Rick's Free Auto Repair Advice

Best bed liner for your truck

Why buy a truck bed liner?

Pickup trucks are designed to haul materials and tools and that automatically means the bed will be subjected to scratches, gouges, and dents. A truck bed liner can reduce the likelihood of that damage. That’s why many pickup truck owners start shopping for a truck bed liner right after they purchase a new pickup. Others wait until they notice the damage—scratches, gouges, and dents. However, as long as the bed is structurally sound and rust-free, you can install a truck bed liner to prevent future damage.

Fives types of truck bed liners

In addition to preventing bed damage, a bed liner can also reduce material and tool movement while driving. There are four types of bed liners:

Drop-in liner

Drop-in bed liners are made from a large plastic sheet that’s often vacuum formed to a mold replica of your truck bed. The sheet is heated until it’s soft and then sucked onto the mold. The manufacturer drills mounting holes in the finished product. Many designs bolt into place using factory holes while others require drilling.

Professionally applied spray-on liner

You’ll many brands of professionally applied truck bed coatings. The applicator prepares your truck bed and sprays on a thick coating on top of the factory painted bed. The bed liner coating protects against abrasion, movement and water damage.

DIY spray-on liner

DIY spray-on bed liner products usually come in a kit with prep materials and the liquid coating. Some kits include the spray gun, while others charge extra. Even if you own a spray gun, you should always use the spray gun recommended by the manufacturer to achieve the best results.
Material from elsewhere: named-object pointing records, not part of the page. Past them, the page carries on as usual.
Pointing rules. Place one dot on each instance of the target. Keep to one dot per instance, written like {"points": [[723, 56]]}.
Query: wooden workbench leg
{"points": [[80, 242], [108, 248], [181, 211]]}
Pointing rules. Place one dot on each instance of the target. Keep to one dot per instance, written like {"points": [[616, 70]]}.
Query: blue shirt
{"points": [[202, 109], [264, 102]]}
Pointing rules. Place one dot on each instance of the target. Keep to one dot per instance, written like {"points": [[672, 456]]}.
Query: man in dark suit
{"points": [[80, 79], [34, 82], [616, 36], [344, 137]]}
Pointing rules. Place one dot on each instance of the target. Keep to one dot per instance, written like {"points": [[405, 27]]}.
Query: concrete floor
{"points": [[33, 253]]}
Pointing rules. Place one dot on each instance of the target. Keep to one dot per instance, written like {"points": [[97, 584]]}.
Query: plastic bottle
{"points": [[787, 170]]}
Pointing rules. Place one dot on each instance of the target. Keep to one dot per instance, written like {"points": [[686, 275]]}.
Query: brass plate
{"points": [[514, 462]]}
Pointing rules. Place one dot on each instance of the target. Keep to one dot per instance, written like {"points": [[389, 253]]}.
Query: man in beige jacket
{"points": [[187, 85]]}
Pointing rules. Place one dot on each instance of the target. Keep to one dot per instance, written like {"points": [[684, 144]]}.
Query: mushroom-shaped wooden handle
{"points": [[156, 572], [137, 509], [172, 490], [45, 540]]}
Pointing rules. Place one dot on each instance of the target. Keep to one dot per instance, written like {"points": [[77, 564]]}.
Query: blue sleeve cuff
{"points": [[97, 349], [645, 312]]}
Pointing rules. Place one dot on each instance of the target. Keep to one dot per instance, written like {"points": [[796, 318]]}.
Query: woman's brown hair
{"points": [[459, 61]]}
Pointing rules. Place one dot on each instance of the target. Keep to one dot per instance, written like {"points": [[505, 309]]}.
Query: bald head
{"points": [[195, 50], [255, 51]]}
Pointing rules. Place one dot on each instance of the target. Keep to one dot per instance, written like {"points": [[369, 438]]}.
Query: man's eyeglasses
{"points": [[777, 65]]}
It goes without saying that you’ll also need an air compressor that can output the recommended cubic-feet-per-minute (CFM) airflow. If your air compressor outputs less than the recommended CFM, you simply won’t achieve the best results.

If you don’t own a compressor of that size, don’t risk it with a smaller compressor; consider renting one for the day.

Some companies also sell aerosol cans of bed liner coating. It is my personal opinion that you won’t be happy with the results from these products.

Finally, some DIY spray on bed liners are single-stage, while others are two-stage. See the heading below to learn more about the differences between the two types.

DIY roll-on liner or brush-on bed liner

These bed coating products are designed for application with either a foam roller or  brush. They require prepping the bed before application and usually require multiple coats to achieve the desired build thickness.

Bed rug or bed mat

A bed rug liner or bed mat can be a flat custom cut rug/mat that fits only the floor area of your truck bed, or it can be custom molded to cover the floor and sides. The material is usually polypropylene/polyester fiber fabric and may include a synthetic pad underneath to cushion the load.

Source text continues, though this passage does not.